O auto de prisão em flagrante foi devidamente homologado, atendendo aos requisitos do artigo 306 do Código de Processo Penal (CPP), com a nota de culpa entregue ao preso dentro do prazo legal. A legalidade da prisão se fundamenta nos artigos 302, incisos III e IV, e 304 a 306 do CPP, não apresentando vícios formais ou materiais que pudessem comprometer a validade da detenção.

Considerando o princípio da presunção de inocência, a prisão preventiva foi avaliada como medida excepcional, aplicável somente sob condições que justifiquem sua necessidade para garantir a ordem pública, a aplicação da lei penal ou a instrução processual, conforme estabelece o art. 312 do CPP. No caso em questão, a conduta de L.K., embora reprovável, foi realizada sem violência ou grave ameaça, e o indivíduo, sendo primário, não demonstrou indícios de reincidência.
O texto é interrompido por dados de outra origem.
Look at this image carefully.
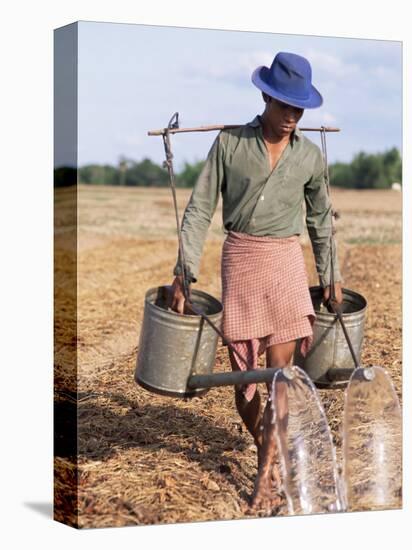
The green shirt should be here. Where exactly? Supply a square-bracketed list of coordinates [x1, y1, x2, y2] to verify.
[173, 115, 341, 292]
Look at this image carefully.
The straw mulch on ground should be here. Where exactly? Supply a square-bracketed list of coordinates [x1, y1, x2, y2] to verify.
[55, 185, 402, 528]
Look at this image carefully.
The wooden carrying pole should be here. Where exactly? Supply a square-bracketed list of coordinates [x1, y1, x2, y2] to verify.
[147, 124, 340, 136]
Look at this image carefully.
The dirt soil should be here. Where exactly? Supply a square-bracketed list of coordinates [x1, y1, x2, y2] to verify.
[55, 186, 402, 528]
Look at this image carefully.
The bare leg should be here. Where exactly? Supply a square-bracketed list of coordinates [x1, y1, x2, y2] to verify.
[229, 350, 262, 455]
[248, 341, 296, 513]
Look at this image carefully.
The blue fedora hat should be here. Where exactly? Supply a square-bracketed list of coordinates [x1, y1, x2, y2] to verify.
[252, 52, 323, 109]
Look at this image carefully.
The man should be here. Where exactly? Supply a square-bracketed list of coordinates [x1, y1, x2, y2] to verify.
[172, 52, 342, 510]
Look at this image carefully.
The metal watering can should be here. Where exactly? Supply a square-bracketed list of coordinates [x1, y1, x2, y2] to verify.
[293, 286, 367, 388]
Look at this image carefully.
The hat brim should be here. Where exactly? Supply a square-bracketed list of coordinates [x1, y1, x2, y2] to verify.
[252, 65, 323, 109]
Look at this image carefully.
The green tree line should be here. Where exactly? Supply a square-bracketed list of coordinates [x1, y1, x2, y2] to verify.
[54, 147, 402, 189]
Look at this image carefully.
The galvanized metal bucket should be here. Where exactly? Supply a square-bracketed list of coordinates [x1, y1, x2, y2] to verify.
[135, 287, 223, 397]
[294, 286, 367, 387]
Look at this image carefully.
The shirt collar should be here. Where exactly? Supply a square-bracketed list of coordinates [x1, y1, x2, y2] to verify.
[247, 115, 302, 145]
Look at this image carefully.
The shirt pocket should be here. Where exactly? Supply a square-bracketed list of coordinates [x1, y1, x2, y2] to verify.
[279, 166, 308, 208]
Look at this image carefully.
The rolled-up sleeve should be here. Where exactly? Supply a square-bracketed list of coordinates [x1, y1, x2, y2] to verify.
[173, 132, 224, 282]
[305, 148, 342, 287]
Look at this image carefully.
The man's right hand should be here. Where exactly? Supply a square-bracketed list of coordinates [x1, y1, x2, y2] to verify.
[170, 275, 190, 315]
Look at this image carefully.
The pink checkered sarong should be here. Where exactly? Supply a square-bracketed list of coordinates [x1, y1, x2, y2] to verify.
[221, 231, 315, 401]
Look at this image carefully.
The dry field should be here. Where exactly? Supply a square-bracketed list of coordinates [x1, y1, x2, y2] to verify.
[55, 186, 402, 527]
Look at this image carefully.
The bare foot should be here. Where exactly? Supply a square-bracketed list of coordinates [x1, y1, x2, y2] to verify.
[249, 474, 282, 516]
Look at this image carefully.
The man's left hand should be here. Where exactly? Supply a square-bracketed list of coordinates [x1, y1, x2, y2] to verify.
[323, 283, 343, 304]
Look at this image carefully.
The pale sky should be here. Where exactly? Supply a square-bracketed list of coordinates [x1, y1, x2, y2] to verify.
[78, 21, 402, 171]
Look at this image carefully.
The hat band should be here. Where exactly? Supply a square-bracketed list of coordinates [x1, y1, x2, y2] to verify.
[268, 79, 310, 99]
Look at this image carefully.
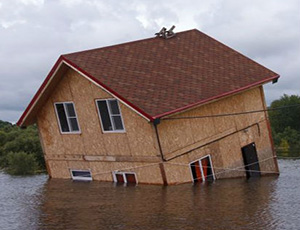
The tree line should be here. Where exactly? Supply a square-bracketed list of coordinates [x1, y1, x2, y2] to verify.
[269, 94, 300, 157]
[0, 94, 300, 175]
[0, 120, 45, 175]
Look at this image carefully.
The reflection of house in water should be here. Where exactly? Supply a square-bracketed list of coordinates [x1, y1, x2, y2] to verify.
[18, 27, 279, 184]
[38, 177, 278, 230]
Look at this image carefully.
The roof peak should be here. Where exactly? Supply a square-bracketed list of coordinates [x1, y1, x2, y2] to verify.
[62, 27, 200, 56]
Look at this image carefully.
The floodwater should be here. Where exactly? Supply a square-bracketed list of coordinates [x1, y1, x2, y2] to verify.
[0, 160, 300, 230]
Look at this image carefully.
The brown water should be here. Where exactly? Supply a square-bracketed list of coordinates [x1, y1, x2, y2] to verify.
[0, 160, 300, 230]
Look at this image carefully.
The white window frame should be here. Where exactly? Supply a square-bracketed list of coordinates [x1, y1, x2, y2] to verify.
[54, 101, 81, 134]
[95, 98, 126, 133]
[112, 171, 138, 184]
[70, 169, 93, 181]
[189, 154, 216, 183]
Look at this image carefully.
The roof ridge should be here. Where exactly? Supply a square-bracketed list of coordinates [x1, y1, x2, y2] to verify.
[61, 28, 200, 58]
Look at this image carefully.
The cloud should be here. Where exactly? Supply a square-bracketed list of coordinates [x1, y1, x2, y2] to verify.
[0, 0, 300, 121]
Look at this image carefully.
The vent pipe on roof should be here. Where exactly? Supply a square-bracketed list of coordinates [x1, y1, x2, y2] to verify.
[155, 26, 175, 39]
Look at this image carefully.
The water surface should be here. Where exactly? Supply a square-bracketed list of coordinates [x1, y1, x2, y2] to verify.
[0, 160, 300, 230]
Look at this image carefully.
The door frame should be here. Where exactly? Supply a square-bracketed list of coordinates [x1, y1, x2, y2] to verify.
[189, 154, 216, 183]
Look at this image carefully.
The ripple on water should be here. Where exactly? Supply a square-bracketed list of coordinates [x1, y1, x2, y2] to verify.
[0, 160, 300, 230]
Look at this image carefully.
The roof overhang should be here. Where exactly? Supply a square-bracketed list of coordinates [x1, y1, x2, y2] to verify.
[153, 74, 280, 119]
[17, 56, 280, 127]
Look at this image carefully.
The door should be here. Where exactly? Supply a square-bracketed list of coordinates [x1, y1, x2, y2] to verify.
[242, 143, 260, 178]
[190, 156, 214, 182]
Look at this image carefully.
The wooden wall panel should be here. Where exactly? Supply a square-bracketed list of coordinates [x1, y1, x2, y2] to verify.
[37, 67, 161, 183]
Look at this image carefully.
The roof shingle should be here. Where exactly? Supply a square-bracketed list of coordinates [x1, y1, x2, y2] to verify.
[63, 29, 279, 118]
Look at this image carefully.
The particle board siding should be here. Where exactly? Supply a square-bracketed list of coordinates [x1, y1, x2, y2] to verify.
[209, 97, 235, 133]
[164, 155, 192, 184]
[255, 120, 277, 173]
[190, 105, 216, 142]
[158, 88, 264, 158]
[37, 99, 64, 154]
[67, 71, 106, 155]
[90, 162, 163, 184]
[48, 160, 71, 179]
[158, 119, 194, 154]
[38, 67, 158, 167]
[121, 105, 158, 156]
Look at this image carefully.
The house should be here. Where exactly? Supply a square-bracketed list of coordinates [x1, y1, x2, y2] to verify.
[17, 29, 279, 184]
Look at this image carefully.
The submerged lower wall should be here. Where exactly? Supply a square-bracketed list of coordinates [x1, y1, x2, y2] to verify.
[47, 117, 278, 184]
[164, 118, 278, 184]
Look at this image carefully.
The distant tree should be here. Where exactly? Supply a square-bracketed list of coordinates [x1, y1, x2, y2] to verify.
[0, 120, 45, 174]
[269, 94, 300, 133]
[269, 94, 300, 156]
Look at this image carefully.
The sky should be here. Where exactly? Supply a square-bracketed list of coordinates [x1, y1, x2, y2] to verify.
[0, 0, 300, 122]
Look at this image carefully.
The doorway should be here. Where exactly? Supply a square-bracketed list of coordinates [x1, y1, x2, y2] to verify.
[242, 143, 260, 178]
[190, 155, 215, 182]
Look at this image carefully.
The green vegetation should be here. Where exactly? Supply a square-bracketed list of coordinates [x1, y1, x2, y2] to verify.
[0, 120, 45, 175]
[0, 95, 300, 175]
[269, 94, 300, 157]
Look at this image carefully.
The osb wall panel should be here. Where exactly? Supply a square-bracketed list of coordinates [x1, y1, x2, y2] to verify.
[37, 70, 159, 164]
[158, 87, 264, 156]
[49, 160, 163, 184]
[165, 117, 276, 183]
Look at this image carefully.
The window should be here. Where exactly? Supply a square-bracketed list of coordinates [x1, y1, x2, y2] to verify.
[190, 155, 215, 182]
[96, 99, 125, 132]
[70, 170, 93, 181]
[113, 172, 137, 184]
[55, 102, 80, 133]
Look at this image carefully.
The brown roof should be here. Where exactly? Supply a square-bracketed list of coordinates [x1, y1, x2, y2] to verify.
[17, 29, 279, 126]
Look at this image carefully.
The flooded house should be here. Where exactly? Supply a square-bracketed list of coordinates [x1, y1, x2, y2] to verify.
[17, 28, 279, 184]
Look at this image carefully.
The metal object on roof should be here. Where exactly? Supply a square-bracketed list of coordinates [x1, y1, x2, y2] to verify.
[155, 25, 175, 39]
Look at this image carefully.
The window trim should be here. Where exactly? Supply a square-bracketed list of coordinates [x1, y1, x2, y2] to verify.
[54, 101, 81, 134]
[189, 154, 216, 183]
[95, 98, 126, 133]
[70, 169, 93, 181]
[112, 171, 138, 184]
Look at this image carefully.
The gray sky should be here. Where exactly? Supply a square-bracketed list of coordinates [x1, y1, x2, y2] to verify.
[0, 0, 300, 122]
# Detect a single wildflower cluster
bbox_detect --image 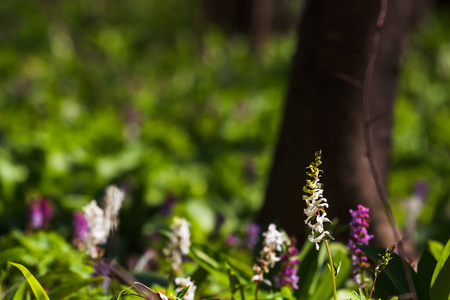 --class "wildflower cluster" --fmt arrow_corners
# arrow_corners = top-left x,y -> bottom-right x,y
273,241 -> 300,290
80,186 -> 125,258
375,244 -> 397,276
163,217 -> 191,273
252,224 -> 283,285
303,151 -> 331,250
347,205 -> 373,288
175,277 -> 197,300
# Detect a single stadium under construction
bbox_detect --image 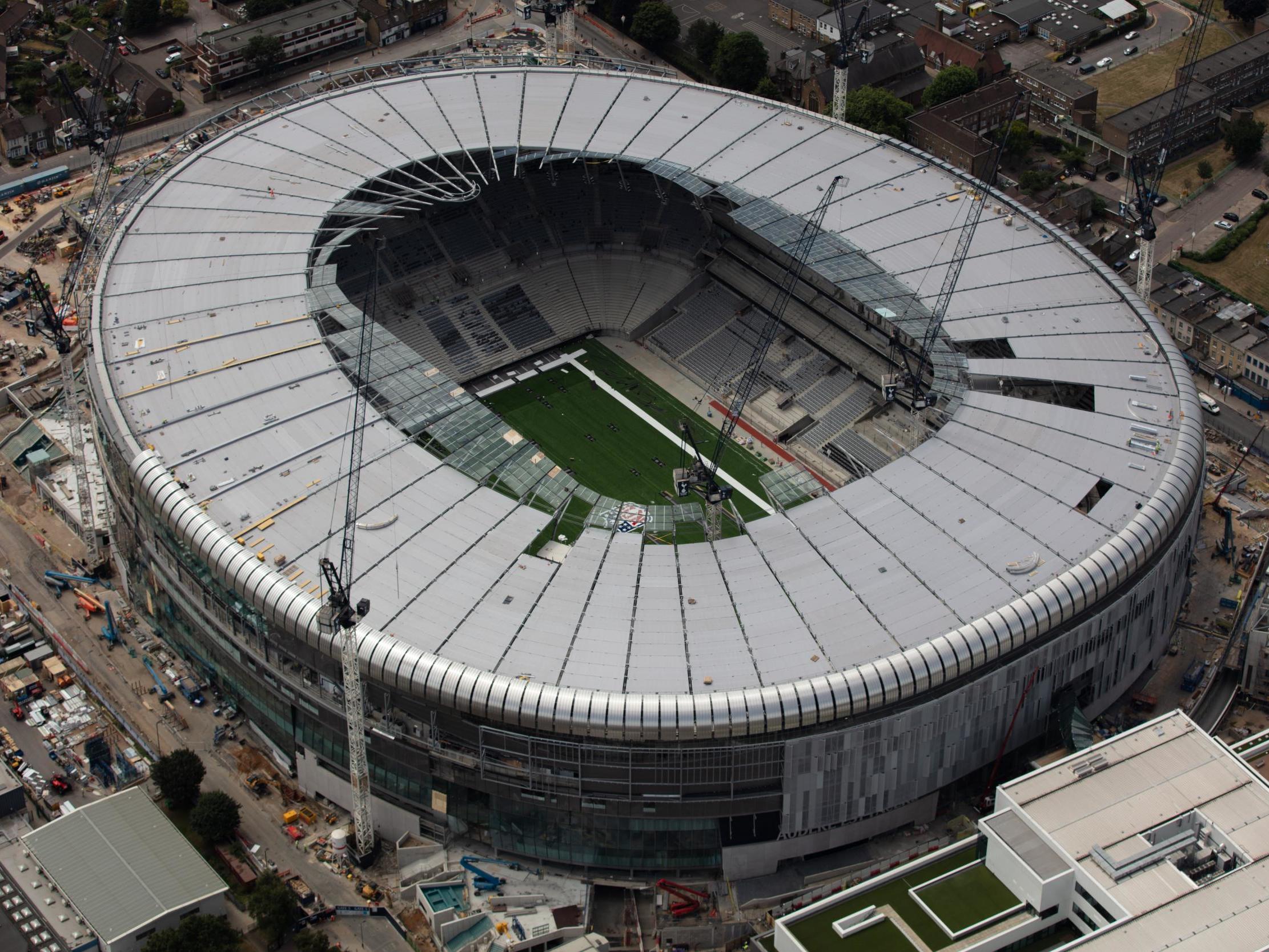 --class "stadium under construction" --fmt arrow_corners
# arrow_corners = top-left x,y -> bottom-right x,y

Dessa forma, a juíza Claudia Spinassi concedeu a L.K. a liberdade provisória mediante pagamento de fiança no valor de R$ 1.400,00. A decisão está embasada no art. 310, inciso III, do CPP, condicionando a liberdade às seguintes medidas cautelares: comparecimento às intimações da autoridade, não mudança de residência sem prévia autorização e obrigação de informar ausências da residência superiores a oito dias. O descumprimento dessas condições poderá acarretar a revogação do benefício e a possível decretação de prisão preventiva.